I knew my project-based homework tasks had gone too far on the day I walked into my classroom to be confronted with 90 volcano cakes.

Earlier on in my teaching career, project-based learning had a certain allure. 

The idea was that homework time should be used to help pupils become more independent learners. Homework should be set in a way that would mimic how they would work in the real world, it was said, where they would need to manage their own time to create something themselves or through collaboration with others. 

Homework tasks

We were encouraged to set projects that they would complete over a term and culminate in them putting together a piece of work - a display, role play, report or model - that they could bring in and share with the class.

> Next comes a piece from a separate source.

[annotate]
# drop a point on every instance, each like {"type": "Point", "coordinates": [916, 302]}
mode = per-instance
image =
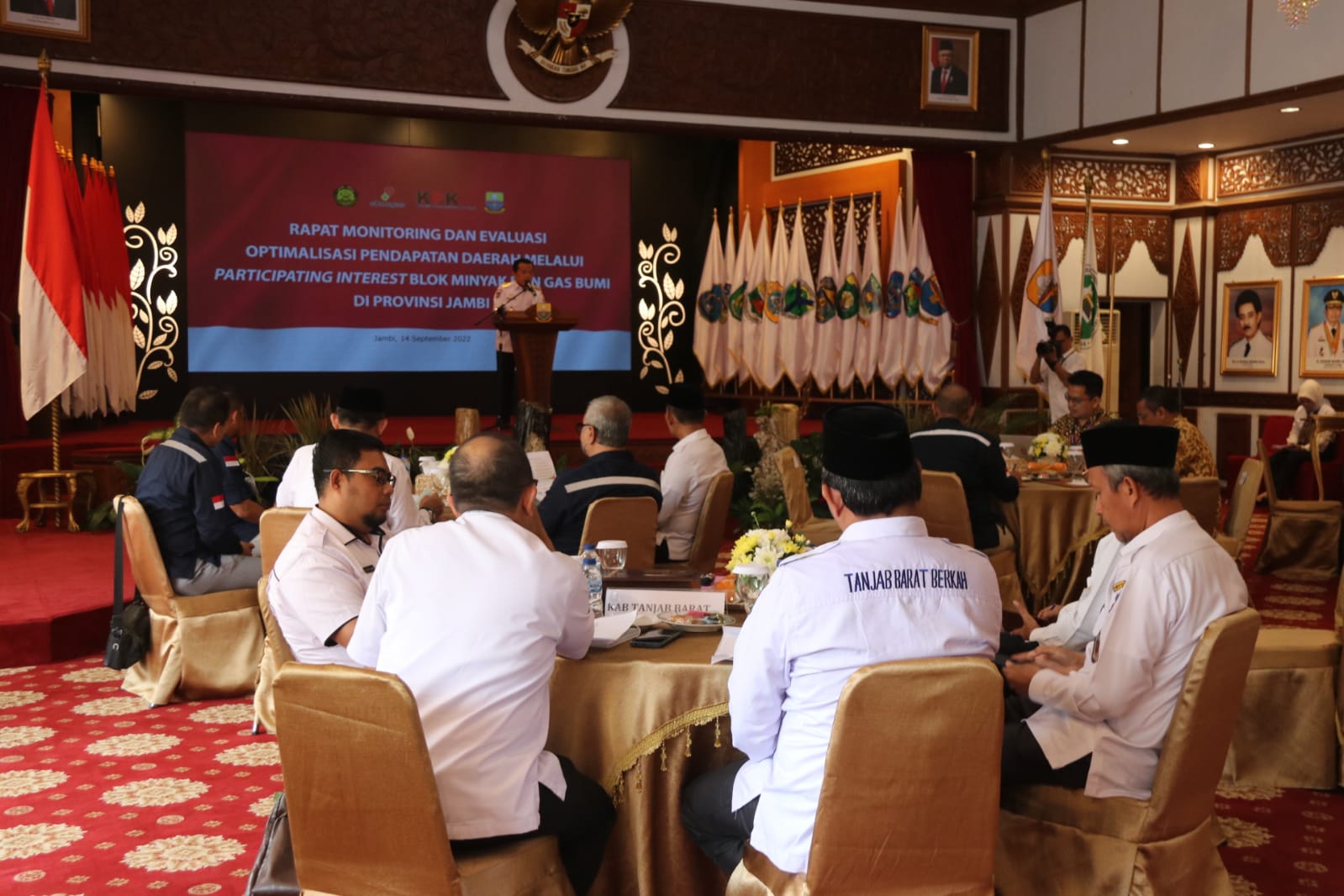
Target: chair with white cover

This kind of work fitted the prevailing orthodoxy of the time, where it was thought that work should be highly individualised to meet the needs of each learner. 

This included setting work that took into account a student’s preferred learning style so a homework project might include an option for the kinesthetic learners to make a model, the visual learners to create a poster and the auditory learners to… well, write a song about it usually (never a popular option it has to be said). 

Cake attacks

It was also supported by the notion that pupils would learn best by discovering things for themselves. We were encouraged to set work that wasn’t based on consolidating what they had done in class but on things they would learn for themselves either from researching online or based on their own experiences. 

One example of this project-based homework occurred during a unit looking at tectonic hazards. Their homework was to produce something that contrasted different types of volcanoes and their associated hazards. They needed to research different eruptions and then use this to create a display, write a report or produce a model of the different volcanoes. 

A few pieces of work were very good. Some pupils produced detailed reports that showed a lot of understanding of how hazards vary in different eruptions using a range of case studies.

These, however, were a minority. Most pieces of work relied heavily on information being copied from various websites and being badly applied as they hadn’t understood what they’d read well enough. 

Out of control

Then The Great British Bake Off happened and class after class decided to take the option of making model volcanoes from cake. Some were low splats of chocolate, apparently showing shield volcanoes, and others attempted to show more of a conical shape for composite volcanoes, but this is about as far as the geography went.

My room quickly filled up with vaguely volcanic looking cakes and a smell of cocoa that lingered for weeks. Project-based homework went away that day. 

The problem was that they simply didn’t yet know enough about the subject to work independently. They didn’t understand enough about how geographers work and how they think about the world. All their work really showed me was which pupils had the greatest level of support at home, whether financial or parental, to help them produce their work. 

It also meant that some pupils spent hours and hours on their projects, desperately trying to meet a brief that was beyond them, whereas others left it to the last minute and produced the minimum to avoid a consequence. 

So now we don’t use project-based homework. Instead, pupils use their time to reflect on what they have learnt and produce smaller and more focused pieces of work based on things they have actually been taught. This has led to happier, more knowledgeable, pupils and a classroom that is no longer decorated in cake crumbs.